Some of the pupils complained about the state of the bridge, saying they sometimes had to desist from going to school whenever there had been heavy rain.

There have been reports of members of the community who have drowned while trying to cross the flood-prone uMkhomazi River, using the bridge.

The matric pupils decried the fact that they sometimes had been forced to sleep at strangers’ homes if the bridge area was flooded after heavy rains.

Ezulwini Combined School matric pupil Sabelo Mfeka said: “All we are asking for is for them to save our lives by repairing this dangerous bridge because we want to finish our education.”

UMkhomazi community member Nkule Ndlovu of Esiqandulweni, ward 5 Buhlebezwe Municipality, said that a clinic was also situated across the river.

Ndlovu said that they reached out to several officials but none assisted.

At the end of last year during heavy rains some schoolchildren were forced to abandon lessons rushing back to cross the river before the bridge got flooded,” Ndlovu said.
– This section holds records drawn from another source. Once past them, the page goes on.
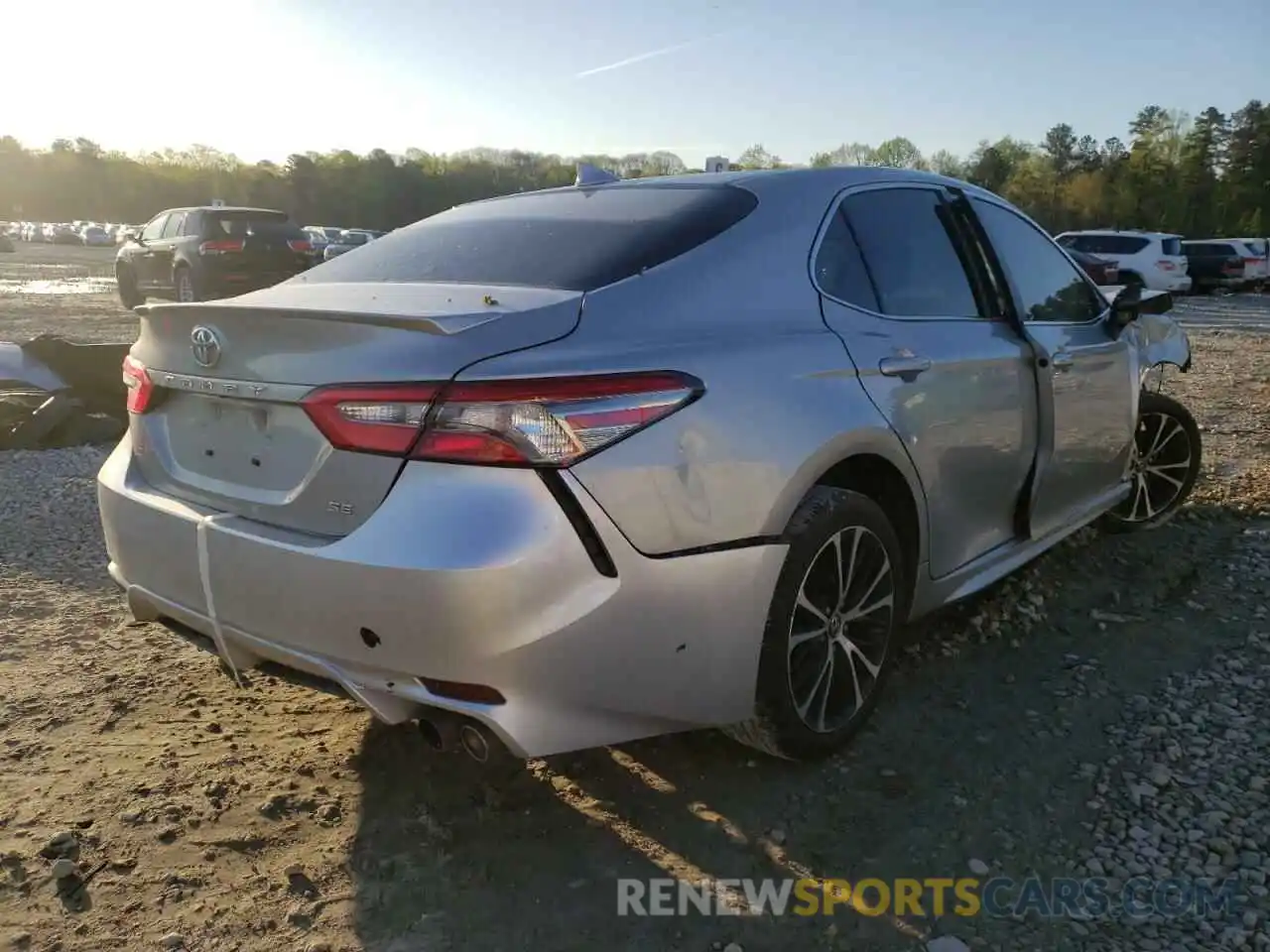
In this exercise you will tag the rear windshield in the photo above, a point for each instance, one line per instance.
(258, 223)
(566, 239)
(1209, 249)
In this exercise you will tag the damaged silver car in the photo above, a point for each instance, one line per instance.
(571, 467)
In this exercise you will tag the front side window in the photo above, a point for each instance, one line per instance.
(907, 248)
(154, 230)
(173, 227)
(1049, 287)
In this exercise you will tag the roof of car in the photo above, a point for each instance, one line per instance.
(226, 208)
(1137, 232)
(808, 181)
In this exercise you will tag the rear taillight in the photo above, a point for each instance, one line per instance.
(140, 388)
(221, 246)
(545, 421)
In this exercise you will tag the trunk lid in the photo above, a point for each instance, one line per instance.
(225, 428)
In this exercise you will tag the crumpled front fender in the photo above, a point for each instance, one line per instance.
(1159, 339)
(19, 367)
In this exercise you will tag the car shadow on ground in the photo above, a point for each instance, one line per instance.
(449, 855)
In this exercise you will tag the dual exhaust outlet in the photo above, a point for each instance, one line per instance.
(444, 731)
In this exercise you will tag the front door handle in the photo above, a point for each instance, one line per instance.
(903, 366)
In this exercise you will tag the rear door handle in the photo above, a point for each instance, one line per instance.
(903, 366)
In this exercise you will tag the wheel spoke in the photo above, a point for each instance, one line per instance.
(858, 610)
(826, 669)
(846, 578)
(806, 604)
(1174, 429)
(803, 638)
(1157, 471)
(865, 595)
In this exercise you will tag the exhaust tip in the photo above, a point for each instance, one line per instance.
(431, 734)
(474, 743)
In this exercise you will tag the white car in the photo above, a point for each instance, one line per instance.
(1151, 259)
(1256, 266)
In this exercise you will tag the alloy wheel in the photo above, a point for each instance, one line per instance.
(841, 629)
(1160, 460)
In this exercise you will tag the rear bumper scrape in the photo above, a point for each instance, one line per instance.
(463, 574)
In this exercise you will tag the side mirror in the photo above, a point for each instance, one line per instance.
(1130, 302)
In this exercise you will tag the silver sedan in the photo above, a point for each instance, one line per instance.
(572, 467)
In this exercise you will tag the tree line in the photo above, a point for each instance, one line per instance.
(1201, 177)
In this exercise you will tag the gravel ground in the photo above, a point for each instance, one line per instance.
(1098, 714)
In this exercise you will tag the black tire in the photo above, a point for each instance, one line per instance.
(183, 286)
(1155, 499)
(778, 726)
(127, 284)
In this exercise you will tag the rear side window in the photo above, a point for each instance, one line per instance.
(910, 254)
(1106, 244)
(567, 239)
(839, 268)
(255, 223)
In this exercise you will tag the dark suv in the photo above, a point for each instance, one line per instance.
(197, 254)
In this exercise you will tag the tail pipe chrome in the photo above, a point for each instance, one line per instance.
(444, 731)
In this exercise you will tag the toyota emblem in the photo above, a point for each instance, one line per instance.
(206, 345)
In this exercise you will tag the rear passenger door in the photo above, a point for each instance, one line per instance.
(164, 250)
(145, 255)
(955, 381)
(1087, 377)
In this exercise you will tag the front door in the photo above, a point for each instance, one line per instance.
(1086, 375)
(955, 385)
(144, 257)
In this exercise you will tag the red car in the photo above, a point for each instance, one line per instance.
(1100, 270)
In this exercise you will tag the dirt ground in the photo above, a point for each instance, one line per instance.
(273, 817)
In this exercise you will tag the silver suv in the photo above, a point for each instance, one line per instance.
(572, 467)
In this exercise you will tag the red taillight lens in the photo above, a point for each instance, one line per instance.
(221, 246)
(140, 388)
(550, 422)
(371, 419)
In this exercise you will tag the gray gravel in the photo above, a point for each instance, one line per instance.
(1098, 712)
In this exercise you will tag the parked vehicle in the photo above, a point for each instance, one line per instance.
(1147, 259)
(95, 236)
(64, 235)
(1256, 263)
(576, 466)
(1215, 264)
(347, 241)
(198, 254)
(1101, 271)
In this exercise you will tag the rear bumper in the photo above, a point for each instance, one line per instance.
(463, 574)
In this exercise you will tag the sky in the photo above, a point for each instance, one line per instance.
(267, 77)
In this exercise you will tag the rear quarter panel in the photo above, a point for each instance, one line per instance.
(783, 402)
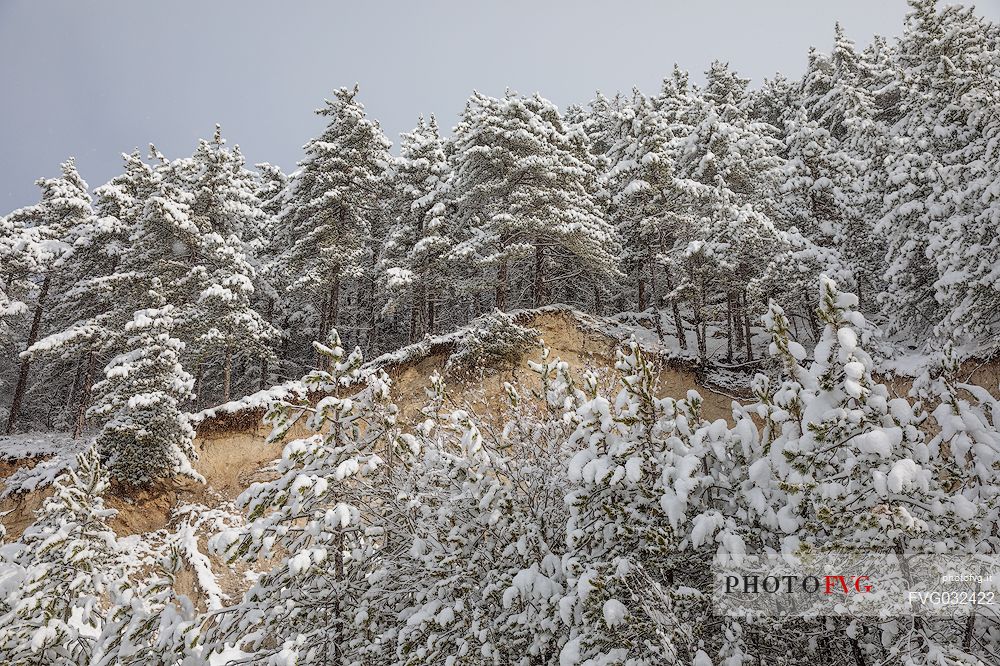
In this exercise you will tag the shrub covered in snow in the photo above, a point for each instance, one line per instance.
(491, 341)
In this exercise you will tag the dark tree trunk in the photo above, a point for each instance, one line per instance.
(699, 324)
(198, 381)
(538, 291)
(729, 327)
(417, 305)
(678, 322)
(85, 394)
(501, 296)
(22, 375)
(227, 375)
(652, 277)
(430, 315)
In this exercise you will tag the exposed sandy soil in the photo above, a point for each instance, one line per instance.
(232, 448)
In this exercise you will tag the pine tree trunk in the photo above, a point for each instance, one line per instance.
(729, 327)
(227, 375)
(22, 375)
(746, 324)
(678, 322)
(335, 300)
(652, 277)
(538, 292)
(85, 394)
(501, 296)
(417, 305)
(198, 380)
(699, 325)
(339, 573)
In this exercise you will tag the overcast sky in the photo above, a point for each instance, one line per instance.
(98, 78)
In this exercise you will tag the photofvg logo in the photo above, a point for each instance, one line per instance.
(856, 584)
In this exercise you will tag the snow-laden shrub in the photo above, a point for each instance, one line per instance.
(492, 341)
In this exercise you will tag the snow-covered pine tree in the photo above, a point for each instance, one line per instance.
(965, 223)
(415, 255)
(145, 435)
(523, 192)
(849, 443)
(940, 60)
(71, 559)
(150, 623)
(627, 509)
(333, 205)
(225, 331)
(46, 229)
(651, 207)
(739, 162)
(322, 519)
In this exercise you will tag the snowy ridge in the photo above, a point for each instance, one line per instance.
(58, 451)
(620, 328)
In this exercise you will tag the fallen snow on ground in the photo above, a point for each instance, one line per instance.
(59, 451)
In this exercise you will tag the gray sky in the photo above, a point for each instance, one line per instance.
(98, 78)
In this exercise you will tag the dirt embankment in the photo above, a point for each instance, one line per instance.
(233, 451)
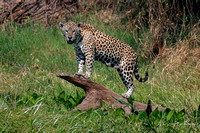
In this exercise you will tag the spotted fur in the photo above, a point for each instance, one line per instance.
(91, 44)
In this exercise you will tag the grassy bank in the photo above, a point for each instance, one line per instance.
(33, 99)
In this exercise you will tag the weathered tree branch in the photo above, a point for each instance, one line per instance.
(97, 94)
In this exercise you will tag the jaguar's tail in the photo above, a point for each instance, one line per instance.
(137, 76)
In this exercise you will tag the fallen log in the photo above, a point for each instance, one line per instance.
(97, 94)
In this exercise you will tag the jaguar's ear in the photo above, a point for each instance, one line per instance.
(61, 25)
(79, 24)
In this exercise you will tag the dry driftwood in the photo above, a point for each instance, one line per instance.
(97, 94)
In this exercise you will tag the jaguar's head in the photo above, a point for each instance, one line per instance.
(70, 31)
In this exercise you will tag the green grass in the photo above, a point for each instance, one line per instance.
(33, 99)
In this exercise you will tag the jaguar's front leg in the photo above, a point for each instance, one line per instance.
(89, 64)
(81, 64)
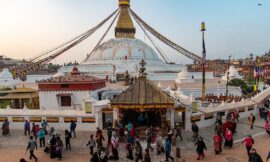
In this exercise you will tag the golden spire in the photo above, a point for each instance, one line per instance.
(124, 27)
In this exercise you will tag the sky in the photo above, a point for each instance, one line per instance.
(234, 27)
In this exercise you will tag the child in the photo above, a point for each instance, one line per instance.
(67, 139)
(91, 144)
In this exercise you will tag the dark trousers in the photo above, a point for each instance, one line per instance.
(92, 150)
(32, 155)
(42, 142)
(180, 135)
(26, 131)
(52, 152)
(248, 149)
(130, 154)
(168, 156)
(68, 146)
(115, 154)
(73, 131)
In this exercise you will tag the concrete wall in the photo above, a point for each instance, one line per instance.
(48, 99)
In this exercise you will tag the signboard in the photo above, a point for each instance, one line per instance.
(195, 106)
(88, 107)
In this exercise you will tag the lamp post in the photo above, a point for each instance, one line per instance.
(203, 62)
(228, 73)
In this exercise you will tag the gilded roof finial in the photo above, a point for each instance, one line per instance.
(124, 27)
(142, 69)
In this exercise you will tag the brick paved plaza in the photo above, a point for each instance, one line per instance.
(13, 147)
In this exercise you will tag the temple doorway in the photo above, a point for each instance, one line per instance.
(143, 118)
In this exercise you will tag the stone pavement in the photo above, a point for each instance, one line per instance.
(17, 141)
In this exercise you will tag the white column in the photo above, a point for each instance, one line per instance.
(188, 114)
(172, 117)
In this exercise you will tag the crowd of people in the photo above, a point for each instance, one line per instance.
(101, 152)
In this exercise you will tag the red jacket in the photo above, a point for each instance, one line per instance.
(217, 138)
(248, 141)
(228, 135)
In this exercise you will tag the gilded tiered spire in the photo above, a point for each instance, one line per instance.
(124, 27)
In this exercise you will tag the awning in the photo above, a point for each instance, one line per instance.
(64, 94)
(19, 96)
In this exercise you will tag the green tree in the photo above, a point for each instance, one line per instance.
(246, 89)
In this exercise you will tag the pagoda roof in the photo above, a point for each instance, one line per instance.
(143, 94)
(69, 78)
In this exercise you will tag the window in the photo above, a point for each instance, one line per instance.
(64, 86)
(65, 101)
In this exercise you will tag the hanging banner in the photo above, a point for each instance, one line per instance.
(195, 106)
(88, 107)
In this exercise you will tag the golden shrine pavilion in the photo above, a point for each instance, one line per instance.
(144, 104)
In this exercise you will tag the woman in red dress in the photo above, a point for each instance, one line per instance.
(217, 143)
(228, 138)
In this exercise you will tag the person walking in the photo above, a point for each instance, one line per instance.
(114, 142)
(254, 156)
(228, 138)
(34, 131)
(41, 135)
(129, 145)
(31, 147)
(67, 139)
(91, 143)
(26, 127)
(59, 148)
(149, 140)
(170, 133)
(200, 148)
(168, 150)
(251, 120)
(267, 127)
(178, 145)
(195, 130)
(44, 126)
(72, 128)
(99, 138)
(178, 131)
(5, 128)
(268, 156)
(217, 143)
(138, 151)
(236, 116)
(159, 143)
(218, 129)
(109, 132)
(53, 146)
(248, 141)
(147, 157)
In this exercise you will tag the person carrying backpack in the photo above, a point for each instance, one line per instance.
(31, 147)
(72, 128)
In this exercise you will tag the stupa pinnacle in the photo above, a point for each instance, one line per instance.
(124, 27)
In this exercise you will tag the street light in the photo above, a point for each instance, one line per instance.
(228, 73)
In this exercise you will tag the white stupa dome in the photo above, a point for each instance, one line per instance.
(6, 78)
(6, 74)
(58, 74)
(184, 76)
(115, 51)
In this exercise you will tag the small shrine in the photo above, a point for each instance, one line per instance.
(68, 91)
(144, 104)
(233, 74)
(20, 98)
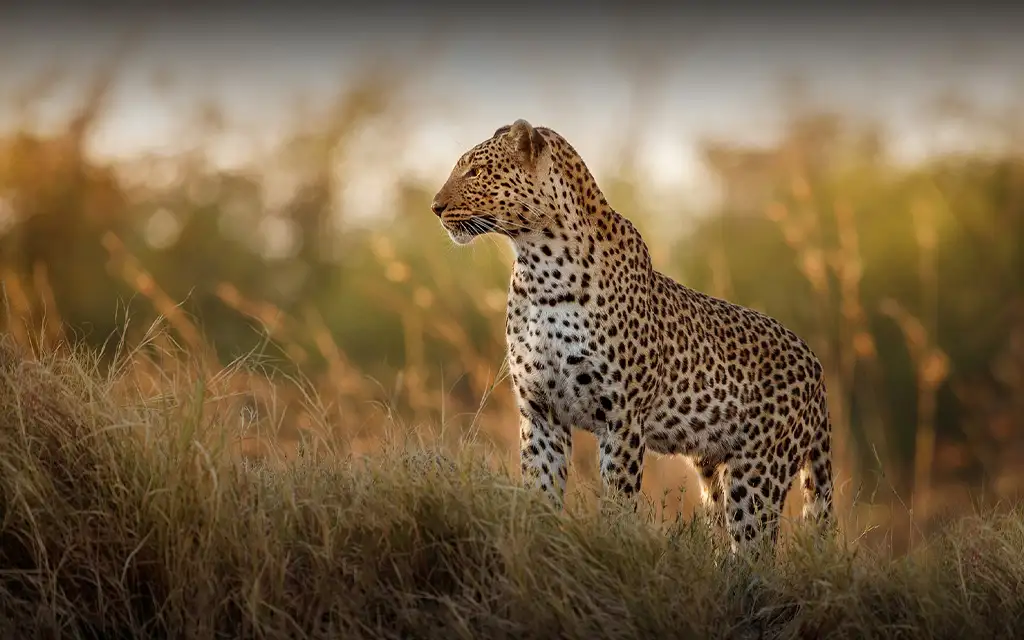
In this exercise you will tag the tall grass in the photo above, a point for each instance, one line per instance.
(127, 513)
Ezulwini Combined School learners cross the uMkhomazi River bridge, which was dismantled by the April floods last year. l SUPPLIED

She added that parents of smaller children had to accompany them every day to cross the bridge. They also had to go fetch them after school, for fear of them falling off the precarious structure into the river.

IFP KZN Legislature and member of the education portfolio committee Mntomuhle Khawula said the structure shook when people walked over it.

“Apparently when this bridge was built years ago it was intended to provide a temporary solution for the community, but the government has since turned its back on the Esiqandulweni community, and now it has come to this.

“Beside the scholars, people cross this bridge to connect for transport to the other side of the river”.

IFP leader Cabanga Mkhize said the community said they had done an in-loco inspection.

“We have heard of many stories of community members who have died when trying to cross this bridge. (This was when they were trying to access) the clinic across the river, as well as the scholars who have to risk their lives crossing to school daily.”

The KZN Transport Department couldn’t provide comment around the outcry at the time of going to print.